BCN is false in $n\geq 3$. Epsinar wih Mazet proved BCN when $n=2$. This implies the Shiffer conjecture in dimension 2. In higher dimension of Shiffer conjecture, if we know the domain is contained in one hemisphere of $\mathbb{S}^n$, then one can use the equator or the great circle to perform the moving plane.

### Strong maximum principle

Strong maximum principle: Suppose ${Lu\geq 0}$ with ${c=0}$, ${u\in C^2(\Omega)\cap C^1(\overline{\Omega})}$ where ${\Omega}$ is connected and open in ${\mathbb{R}^n}$. If ${u}$ achieves maximum over ${\overline{\Omega}}$ at an interior point, then ${u}$ must be a constant.

Proof: Suppose ${M=\sup\limits_{\overline{\Omega}}u}$. Set ${V=\{x\in \Omega|u(x). If ${u}$ achieves maximum at an interior pt and not constant over all ${\Omega}$, then ${\partial V\cap \Omega\neq \emptyset}$. choose a point ${x_0}$ such that ${\text{dist}(x_0,\partial V)< \text{dist}(x_0,\partial \Omega)}$. Consider the largest ball ${B_r(x_0)\subset V}$ with radius ${r}$ centering at ${x_0}$. Suppose ${y\in \partial B_r\cap \partial V}$, then ${u(y)=M}$ and ${D_u(y)=0}$, because ${M}$ is the maximum. However, applying the hopf lemma to ${u}$ in ${V}$, we know ${\displaystyle \frac{\partial u}{\partial n}>0}$ where ${\nu}$ is the outer normal vector of ${B_r(x_0)}$. Contradiction.

Remark: If ${c\leq 0}$ and ${u}$ achieves nonngative maximum in the interior of ${\Omega}$. Then ${u}$ must be a constant.

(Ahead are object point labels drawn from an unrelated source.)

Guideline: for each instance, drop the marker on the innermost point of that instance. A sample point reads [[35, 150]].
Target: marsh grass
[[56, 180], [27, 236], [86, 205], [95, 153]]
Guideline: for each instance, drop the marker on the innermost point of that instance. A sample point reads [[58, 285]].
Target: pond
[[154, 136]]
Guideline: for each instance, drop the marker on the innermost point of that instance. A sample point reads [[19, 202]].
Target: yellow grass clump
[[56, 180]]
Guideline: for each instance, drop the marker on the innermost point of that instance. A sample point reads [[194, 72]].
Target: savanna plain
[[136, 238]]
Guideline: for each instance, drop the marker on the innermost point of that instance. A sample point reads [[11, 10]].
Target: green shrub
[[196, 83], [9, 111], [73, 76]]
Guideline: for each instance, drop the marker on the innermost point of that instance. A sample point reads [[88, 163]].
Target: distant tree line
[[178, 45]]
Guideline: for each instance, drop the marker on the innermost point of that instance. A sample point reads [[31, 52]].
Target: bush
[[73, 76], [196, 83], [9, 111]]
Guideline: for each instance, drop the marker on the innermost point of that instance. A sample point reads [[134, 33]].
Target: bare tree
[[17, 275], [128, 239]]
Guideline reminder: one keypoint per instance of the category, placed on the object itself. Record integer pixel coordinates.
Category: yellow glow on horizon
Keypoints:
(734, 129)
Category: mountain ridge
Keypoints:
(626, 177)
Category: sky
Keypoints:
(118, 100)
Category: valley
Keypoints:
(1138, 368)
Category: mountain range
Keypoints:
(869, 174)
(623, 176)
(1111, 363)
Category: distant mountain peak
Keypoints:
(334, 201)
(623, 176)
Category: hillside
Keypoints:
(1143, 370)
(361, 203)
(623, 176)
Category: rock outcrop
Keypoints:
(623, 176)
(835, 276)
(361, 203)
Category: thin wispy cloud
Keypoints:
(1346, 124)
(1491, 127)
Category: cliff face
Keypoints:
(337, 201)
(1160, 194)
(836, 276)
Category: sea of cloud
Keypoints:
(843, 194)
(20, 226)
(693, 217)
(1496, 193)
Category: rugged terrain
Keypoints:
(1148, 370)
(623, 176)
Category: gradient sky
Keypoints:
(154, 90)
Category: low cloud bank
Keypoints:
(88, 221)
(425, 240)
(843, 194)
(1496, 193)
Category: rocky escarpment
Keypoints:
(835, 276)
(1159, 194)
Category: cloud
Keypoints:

### General approach for fully nonlinear elliptic equation

Consider the Dirichlet problem in a bounded domian $\Omega\subset \mathbb{R}^n$ with smooth boundary $\partial \Omega$

$\displaystyle \begin{cases} F(D^2u)=\psi(x) \text{ in } \Omega\\\quad \quad u=\phi\quad\text{ on }\Omega\end{cases}\quad(1)$

The function $F$ are represented by a smooth symmetric function

$\displaystyle F(D^2u)=f(\lambda_1,\lambda_2,\cdots,\lambda_n)$

here $\lambda_1,\lambda_2,\cdots,\lambda_n$ are the eigenvalues of $D^2u$. In order to be elliptic, we require

$\displaystyle \frac{\partial f}{\partial \lambda_i}>0$, $\forall\, i>0\quad (2)$

$f$ is defined in an open convex cone $\Gamma\subset \mathbb{R}^n$ with vertex at origin, and

$\displaystyle \bigcap\limits_{i=1}^n \{\lambda_i>0\}\subset \Gamma\subset \left\{\sum\lambda_i>0\right\}$

Since $f$ is symmetric, we also require $\Gamma$ to be symmetric.

The following are the assumptions for  (1) to be solvable,

$\psi\in C^\infty(\overline{\Omega})$, $\phi\in C^\infty(\partial \Omega)$

$\displaystyle \psi_0= \min_{\overline{\Omega}}\psi\leq \max_{\overline{\Omega}}\psi=\psi_1\quad (4)$

$f$ is a concave function  $(5)$

$\displaystyle \overline{\lim\limits_{\lambda\to\partial \Gamma}}f(\lambda)\leq \tilde{\psi_0}<\psi_0\quad (6)$

For every compact set $K$ in $\Gamma$ and every constant $C>0$, there is a number $R=R(K,C)$ such that

$\displaystyle f(\lambda_1,\lambda_2,\cdots,\lambda_n+R)\geq C$ for all $\lambda\in K\quad(7)$

$\displaystyle f(R\lambda)\geq C$ for all $\lambda\in K\quad (8)$

Also we need restrict $\partial \Omega$. There exists sufficiently large constant $R$ such that for every point on $\partial \Omega$, if $\kappa_1,\kappa_2,\cdots,\kappa_{n-1}$ are the principle curvatures of $\partial \Omega$

$\displaystyle (\kappa_1,\kappa_2,\cdots,\kappa_{n-1},R)\in\Gamma\quad (9)$

$\mathbf{Thm(CNS):}$ If $(2-9)$ are satisfied, then $(1)$ has a unique solution $u\in C^\infty(\overline{\Omega})$ with $\lambda(D^2u)\in \Gamma$.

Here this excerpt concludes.